Well, lets look at a representative example. The David Matta campaign in Surrey North, BC., recognised a payment of $15,000 to the Conservative Party of Canada, dated May 8, 2006. This payable was an election expense, and so eligible for a taxpayer subsidy. The Conservative Party made a transfer to the Surrey North Campaign on May 31, 2006 for $15,000. The CPC recognised a non-monetary transfer of $15,000 from the Surrey North Campaign, back to the CPC in 2006. The actual transfer date is withheld. In plain English, several months after the election, the CPC and the Campaign decided that the Campaign owed $15,000 to the CPC for unspecified election services. They obligingly switched the money in and out of the Campaign, which entitled the Campaign to receive a $9,000 cheque, courtesy of the Taxpayer. If the same analysis holds true for the rest of Canada, ( And CPC transfers in Quebec were really enormous) then the taxpayers forked out almost $300,000 because of an accounting sleight of hand.

I have a lot more checking to do, but there were over $2 million in transfers to play with, so you can imagine just how much of the Taxpayers money was funneled to Conservative Campaigns all over the country. Since surplus funds are then transferred back to the Riding association, and the Riding association can transfer funds back and forth with the Party in between elections, the scope, and opportunity for self dealing, and squeezing the maximum from the public purse are a Lawyers, or an auditors dream come true. If you check back here in the new year, you will find exactly how much money your’ local Conservatives received from the taxpayer from this tidy little arrangement. Actually, we’ll never find that out exactly, because it would take a full blown forensic audit, but I’ll at least have what they have not shrouded in obscure accounts.

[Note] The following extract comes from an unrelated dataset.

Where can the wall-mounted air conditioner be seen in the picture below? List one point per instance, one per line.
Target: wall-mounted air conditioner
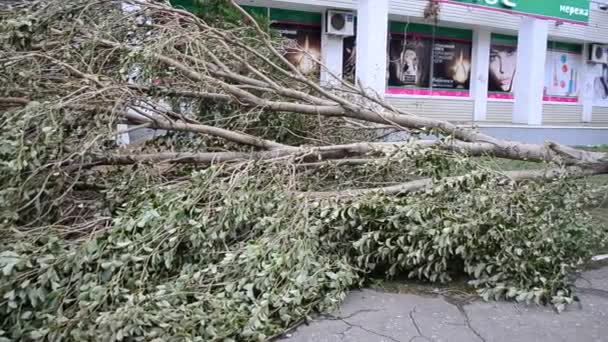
(598, 53)
(340, 23)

The Conservatives have run into a number of problems with Elections Canada, including the improperly treated convention fees at their 2005 Convention, that some people say might have been the cause of the mysterious, and sudden resignation of the Elections Canada Chief, Jean-Pierre Kingsley. His surprise resignation was announced the day after the Conservatives re-submitted their financial statements to reflect the changes made to bring them into compliance with the law.

As you may have gathered by now, I have a bit of a bee in my bonnet about Election Finance. I’ve read “An Act to amend the Canada Elections Act and the Income Tax Act (political financing),  AKA; Bill C-24 end to end, (Yes, I have masochistic tendencies). There are just so many loopholes in spending limits, so many ways to circumvent the intent of the law, and even the letter of the law. It is pretty fundamental to a free society to keep dirty money, and improper influence out of the electoral system. Really, it’s about time we eliminated private donations, and made elections 100% publicly funded, with Criminal sanctions against those who break the law. That’s a whole other post though.

And don’t forget, Politics can be fun, and it’s part of your civic duty to pay attention. Please, join the Green Party of Canada, and do your bit!